The hardest soft issue out there: marriage as a driver of inequality

by Ryan Streeter on July 31, 2012. Follow Ryan on Twitter.

Yesterday, I re-read Jason DeParle’s excellent NYT article on marriage and inequality from a couple weeks ago and his accompanying post at Economix, and I can’t get this chart out of my mind:

More married women in the full-time workforce. More educated women staying married. The culture of marriage cratering among the uneducated.

All of these factors have combined to contribute more to inequality than all of the reasons the elites among us like to cite. Yes, the growth of the financial sector has mattered. Yes, returns to college education have mattered. But nothing has mattered quite like the dynamics of marriage.

The uniformity of marriage among the top, upper middle, and lower middle classes a generation ago compared to their dispersion today will perhaps be remembered by historians as the most consequential cultural and demographic shift of our era.

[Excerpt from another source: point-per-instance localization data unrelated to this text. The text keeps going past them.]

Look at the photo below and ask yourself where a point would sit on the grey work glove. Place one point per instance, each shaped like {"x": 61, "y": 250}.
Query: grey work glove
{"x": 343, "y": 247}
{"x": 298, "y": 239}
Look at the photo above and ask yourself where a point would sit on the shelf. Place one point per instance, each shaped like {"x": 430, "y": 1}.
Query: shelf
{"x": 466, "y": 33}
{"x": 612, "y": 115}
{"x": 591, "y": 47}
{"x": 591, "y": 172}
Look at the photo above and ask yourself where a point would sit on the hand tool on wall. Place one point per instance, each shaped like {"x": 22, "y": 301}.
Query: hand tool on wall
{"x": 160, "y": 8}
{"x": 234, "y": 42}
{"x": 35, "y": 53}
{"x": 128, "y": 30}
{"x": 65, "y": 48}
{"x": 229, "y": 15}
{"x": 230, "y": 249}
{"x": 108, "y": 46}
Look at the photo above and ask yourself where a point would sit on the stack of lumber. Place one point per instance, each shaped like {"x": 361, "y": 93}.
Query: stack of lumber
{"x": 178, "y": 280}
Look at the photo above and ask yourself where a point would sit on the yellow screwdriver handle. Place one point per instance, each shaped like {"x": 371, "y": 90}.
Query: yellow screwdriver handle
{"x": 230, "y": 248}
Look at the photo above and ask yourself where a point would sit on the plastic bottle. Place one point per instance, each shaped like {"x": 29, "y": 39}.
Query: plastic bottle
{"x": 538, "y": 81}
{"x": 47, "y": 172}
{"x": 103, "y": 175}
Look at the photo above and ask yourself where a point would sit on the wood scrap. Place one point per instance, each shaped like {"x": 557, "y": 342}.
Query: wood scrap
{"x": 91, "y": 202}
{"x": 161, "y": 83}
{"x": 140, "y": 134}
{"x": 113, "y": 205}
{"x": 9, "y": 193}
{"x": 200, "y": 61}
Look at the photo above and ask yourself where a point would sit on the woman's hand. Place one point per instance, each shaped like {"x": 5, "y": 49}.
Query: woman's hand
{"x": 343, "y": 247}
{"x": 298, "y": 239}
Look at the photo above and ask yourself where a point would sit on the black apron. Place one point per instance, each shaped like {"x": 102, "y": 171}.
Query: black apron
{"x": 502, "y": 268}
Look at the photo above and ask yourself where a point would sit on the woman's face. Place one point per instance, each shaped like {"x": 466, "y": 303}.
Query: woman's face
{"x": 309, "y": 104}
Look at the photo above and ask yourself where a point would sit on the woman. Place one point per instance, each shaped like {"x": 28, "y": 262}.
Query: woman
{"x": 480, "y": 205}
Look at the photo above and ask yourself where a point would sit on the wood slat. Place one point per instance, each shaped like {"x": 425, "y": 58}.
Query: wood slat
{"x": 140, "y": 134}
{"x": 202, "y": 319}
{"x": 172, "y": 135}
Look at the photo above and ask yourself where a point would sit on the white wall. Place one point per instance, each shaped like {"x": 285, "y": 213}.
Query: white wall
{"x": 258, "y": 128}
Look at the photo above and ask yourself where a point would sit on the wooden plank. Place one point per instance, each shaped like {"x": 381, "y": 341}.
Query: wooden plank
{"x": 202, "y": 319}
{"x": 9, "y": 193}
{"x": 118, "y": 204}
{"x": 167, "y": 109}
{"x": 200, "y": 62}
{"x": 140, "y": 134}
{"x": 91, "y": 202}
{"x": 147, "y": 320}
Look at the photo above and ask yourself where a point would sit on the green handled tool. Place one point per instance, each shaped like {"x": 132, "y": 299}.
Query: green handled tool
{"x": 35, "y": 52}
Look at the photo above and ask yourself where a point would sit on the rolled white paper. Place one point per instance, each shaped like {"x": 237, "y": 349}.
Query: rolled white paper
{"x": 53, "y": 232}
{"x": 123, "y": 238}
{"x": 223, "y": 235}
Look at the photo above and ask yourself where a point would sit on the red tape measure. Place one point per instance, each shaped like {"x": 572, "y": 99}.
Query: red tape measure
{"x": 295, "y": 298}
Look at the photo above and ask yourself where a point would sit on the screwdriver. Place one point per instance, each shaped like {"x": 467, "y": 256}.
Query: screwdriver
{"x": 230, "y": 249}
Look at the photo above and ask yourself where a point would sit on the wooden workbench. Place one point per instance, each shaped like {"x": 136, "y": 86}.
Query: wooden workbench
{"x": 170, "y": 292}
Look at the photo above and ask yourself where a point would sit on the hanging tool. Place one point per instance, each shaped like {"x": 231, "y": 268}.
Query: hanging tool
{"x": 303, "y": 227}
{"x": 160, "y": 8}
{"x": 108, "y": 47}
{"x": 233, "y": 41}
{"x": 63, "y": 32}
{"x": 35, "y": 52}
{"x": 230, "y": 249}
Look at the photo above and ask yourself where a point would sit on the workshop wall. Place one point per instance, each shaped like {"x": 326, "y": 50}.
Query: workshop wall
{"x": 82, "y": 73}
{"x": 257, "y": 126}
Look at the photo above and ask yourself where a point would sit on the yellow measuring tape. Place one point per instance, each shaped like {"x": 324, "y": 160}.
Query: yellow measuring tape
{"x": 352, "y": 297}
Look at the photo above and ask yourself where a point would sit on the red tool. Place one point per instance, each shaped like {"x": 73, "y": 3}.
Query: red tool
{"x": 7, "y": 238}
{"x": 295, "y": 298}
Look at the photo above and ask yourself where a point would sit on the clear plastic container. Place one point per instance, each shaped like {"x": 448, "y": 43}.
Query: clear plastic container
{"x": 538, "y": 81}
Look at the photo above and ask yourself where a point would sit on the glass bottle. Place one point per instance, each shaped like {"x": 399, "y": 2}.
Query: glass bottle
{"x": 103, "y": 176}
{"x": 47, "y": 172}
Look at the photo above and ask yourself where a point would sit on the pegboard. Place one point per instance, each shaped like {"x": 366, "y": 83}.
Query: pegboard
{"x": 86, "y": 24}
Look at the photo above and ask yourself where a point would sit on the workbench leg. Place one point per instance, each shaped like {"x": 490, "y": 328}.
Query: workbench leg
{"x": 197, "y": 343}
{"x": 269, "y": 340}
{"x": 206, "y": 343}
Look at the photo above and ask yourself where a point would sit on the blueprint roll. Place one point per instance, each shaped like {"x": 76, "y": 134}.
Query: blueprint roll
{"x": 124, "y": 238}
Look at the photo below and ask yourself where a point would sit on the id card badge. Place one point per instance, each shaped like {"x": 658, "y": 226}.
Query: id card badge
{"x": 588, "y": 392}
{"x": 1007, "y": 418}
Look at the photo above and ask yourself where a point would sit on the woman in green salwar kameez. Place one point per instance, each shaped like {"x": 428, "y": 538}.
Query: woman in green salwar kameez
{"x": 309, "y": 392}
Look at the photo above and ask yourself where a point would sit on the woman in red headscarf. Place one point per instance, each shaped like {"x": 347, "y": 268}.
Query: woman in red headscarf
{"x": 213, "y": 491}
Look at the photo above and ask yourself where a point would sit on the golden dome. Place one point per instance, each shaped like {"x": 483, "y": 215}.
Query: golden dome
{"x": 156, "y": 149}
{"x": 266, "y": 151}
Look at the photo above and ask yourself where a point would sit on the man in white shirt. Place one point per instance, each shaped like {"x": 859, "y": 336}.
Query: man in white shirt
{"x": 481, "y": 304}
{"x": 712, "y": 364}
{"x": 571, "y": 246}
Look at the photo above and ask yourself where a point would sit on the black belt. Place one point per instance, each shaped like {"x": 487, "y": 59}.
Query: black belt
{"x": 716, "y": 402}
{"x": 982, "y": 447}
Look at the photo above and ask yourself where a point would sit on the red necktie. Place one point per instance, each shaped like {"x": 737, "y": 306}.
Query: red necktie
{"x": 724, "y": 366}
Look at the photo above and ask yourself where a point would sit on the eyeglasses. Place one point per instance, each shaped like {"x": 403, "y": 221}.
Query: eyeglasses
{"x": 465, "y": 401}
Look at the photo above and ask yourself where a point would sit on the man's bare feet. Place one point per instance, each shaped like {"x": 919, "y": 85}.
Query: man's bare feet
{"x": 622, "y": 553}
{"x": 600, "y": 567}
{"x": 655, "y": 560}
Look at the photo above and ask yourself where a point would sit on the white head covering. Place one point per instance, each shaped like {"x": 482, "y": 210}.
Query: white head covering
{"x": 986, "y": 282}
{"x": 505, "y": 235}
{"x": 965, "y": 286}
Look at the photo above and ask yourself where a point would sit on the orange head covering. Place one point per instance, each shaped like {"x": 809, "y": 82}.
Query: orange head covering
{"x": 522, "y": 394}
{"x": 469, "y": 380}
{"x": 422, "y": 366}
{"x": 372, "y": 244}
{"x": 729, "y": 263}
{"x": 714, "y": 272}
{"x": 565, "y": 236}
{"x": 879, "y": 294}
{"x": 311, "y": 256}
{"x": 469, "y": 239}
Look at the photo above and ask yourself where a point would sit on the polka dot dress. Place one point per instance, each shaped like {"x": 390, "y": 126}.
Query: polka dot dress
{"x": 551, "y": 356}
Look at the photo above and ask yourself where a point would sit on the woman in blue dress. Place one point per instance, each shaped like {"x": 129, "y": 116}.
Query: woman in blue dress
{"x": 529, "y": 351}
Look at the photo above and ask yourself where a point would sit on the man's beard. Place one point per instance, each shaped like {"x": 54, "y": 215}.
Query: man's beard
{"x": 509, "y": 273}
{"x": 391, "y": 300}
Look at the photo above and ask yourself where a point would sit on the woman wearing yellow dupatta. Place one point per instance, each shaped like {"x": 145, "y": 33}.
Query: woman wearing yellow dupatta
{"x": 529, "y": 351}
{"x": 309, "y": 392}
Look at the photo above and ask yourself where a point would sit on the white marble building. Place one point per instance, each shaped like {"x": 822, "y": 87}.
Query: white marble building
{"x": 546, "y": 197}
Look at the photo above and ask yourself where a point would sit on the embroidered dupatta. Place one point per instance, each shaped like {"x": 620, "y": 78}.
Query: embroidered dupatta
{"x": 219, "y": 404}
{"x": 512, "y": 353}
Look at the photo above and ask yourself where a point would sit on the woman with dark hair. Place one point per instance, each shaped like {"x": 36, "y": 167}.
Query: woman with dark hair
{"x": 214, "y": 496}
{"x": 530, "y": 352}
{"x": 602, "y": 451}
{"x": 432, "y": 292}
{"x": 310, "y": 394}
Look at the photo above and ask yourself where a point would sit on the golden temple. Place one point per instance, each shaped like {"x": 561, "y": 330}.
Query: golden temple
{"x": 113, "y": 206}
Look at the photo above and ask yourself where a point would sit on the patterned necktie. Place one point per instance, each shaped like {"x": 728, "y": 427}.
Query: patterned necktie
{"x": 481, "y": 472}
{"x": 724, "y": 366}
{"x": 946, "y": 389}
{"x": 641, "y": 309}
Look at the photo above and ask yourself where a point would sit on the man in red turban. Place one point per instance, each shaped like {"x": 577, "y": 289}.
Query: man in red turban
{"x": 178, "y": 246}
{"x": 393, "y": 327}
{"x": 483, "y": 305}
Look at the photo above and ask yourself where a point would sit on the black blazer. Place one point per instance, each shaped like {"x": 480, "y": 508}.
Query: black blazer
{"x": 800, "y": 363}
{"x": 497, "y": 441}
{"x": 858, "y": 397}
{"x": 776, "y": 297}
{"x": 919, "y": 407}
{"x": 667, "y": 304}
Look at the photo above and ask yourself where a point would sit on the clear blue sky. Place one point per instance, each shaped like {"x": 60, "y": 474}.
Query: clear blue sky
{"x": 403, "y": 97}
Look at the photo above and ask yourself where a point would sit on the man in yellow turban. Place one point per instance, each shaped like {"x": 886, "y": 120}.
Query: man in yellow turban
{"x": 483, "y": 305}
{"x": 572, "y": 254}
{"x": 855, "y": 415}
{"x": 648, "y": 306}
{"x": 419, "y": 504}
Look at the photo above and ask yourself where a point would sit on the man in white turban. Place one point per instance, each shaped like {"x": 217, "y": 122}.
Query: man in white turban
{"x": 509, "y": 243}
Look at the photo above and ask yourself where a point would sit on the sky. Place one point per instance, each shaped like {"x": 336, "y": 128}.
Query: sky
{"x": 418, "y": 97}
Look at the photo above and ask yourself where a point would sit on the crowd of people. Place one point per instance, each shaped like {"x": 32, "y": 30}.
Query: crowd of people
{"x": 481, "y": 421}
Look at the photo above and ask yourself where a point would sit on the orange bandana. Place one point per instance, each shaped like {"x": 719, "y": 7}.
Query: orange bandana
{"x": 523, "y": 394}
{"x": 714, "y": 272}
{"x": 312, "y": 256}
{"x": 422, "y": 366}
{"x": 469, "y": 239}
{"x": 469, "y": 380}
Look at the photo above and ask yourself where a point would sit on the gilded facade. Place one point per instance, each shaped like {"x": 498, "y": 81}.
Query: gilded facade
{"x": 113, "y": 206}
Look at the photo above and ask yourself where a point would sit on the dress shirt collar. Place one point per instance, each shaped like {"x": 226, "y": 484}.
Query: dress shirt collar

Marriage and the choice to have children in or out of marriage have always been treated as soft issues, matters of personal choice that really don’t affect others. No more. They are driving a huge wedge between the have’s and have not’s and will continue to do so in the coming decades.

  • Joel P.

    Excellent article. Link this to the problem of affluent married couples choosing to have more money, time, and leisure because they have fewer children. Unwed mothers with more children is encouraged by the Obama administration. Soon, the demographics will be controlling elections.